Using small molecule tools to study biological processes can be complicated by difficulties accessing the intracellular environment. This is especially true in the case of bacteria, which possess many layers of resistance to chemical warfare. The outer membrane of Gram-negative bacteria is notoriously difficult to penetrate using small molecules, and many bacterial species possess arrays of efflux pumps.^76,77 It therefore can be difficult to use chemical probes to study the internal physiology of bacterial pathogens. Fortunately, there have been some successes developing cell permeable small molecule tools to build upon. Activity-based probes (ABPs) tagged with a bio-orthogonal moiety such as an azide or alkyne have been used to label intracellular enzymes in bacterial culture.³⁷

Broadening the enzymatic targets of ABPs will also be critical to obtaining a holistic view of the molecular mechanisms involved in pathogenesis. The development of new ABP scaffolds requires an intimate understanding of the target enzyme family's mechanism of catalysis, since these probes harness this mechanism to label in an activity-dependent manner. A recently created probe targeting histidine kinases is promising, as these enzymes are involved in bacterial two-component signaling which can be critical for regulating bacterial virulence.^78,79

The application of ABPs has diverged into two vastly different directions that both take advantage of their ability to report enzyme activity. One approach focuses on the use of general structures and electrophiles to globally profile the activity of a specific type of nucleophilic mechanism. For example, iodoacetamide has been used in reactive cysteine profiling to determine how the activity of nucleophilic cysteine residues varies within and between enzymes in complex proteomes.⁸⁰ These general techniques take advantage of powerful proteomics methods and can provide insight into how whole families of enzymes are regulated under distinct biological conditions. General ABPs can be used to determine the targets of compounds that create phenotypes of interest using competitive activity-based protein profiling.^13,29,81 Such probes are also capable of rapidly profiling differences between virulent and avirulent bacterial strains,³⁶ and may therefore provide a means to functionally assess different isolates. These techniques have a great deal of untapped potential for understanding pathogenic mechanisms in diverse strains.

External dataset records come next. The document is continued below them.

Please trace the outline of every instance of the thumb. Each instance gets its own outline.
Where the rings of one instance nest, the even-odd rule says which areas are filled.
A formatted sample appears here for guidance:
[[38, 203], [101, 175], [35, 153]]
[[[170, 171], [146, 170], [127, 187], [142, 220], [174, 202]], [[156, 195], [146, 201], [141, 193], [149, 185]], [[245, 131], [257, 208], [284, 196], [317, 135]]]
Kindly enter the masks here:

A second application involves using ABPs for imaging purposes. In these cases, highly selective compounds are needed in order to assure that the observed readout can be attributed to the activity of a specific target enzyme. This can be a difficult task because many families of related enzymes have overlapping substrate profiles.⁷⁵ This means the selectivity of an ABP can often not be made absolute by modifying the specificity region alone. One way to improve the selectivity of chemical probes is to make use of complementary genetic techniques. For example, “bump-hole” approaches can be used to modify an enzyme of interest so it is a unique target for a complementary chemical probe.⁸² Recently, this approach has been applied to protease targets as well.^83,84 This technique is viable for studying bacterial virulence mechanisms in genetically tractable pathogens. Imaging enzyme activation is invaluable for dynamic host-pathogen interactions that are regulated post-translationally, and it will be exciting to see how this is accomplished in the future.

Many chemical biology tools languish following the proof of concept stage because they lack the simplicity and robustness necessary to answer biological questions. In contrast, activity-based probes are an example of a powerful technology that can be used to rapidly gain biological and biochemical insight into a variety enzymes and systems including bacterial infection and host responses. The studies discussed here highlight the power of using these tools to dissect mechanisms of bacterial pathogenesis.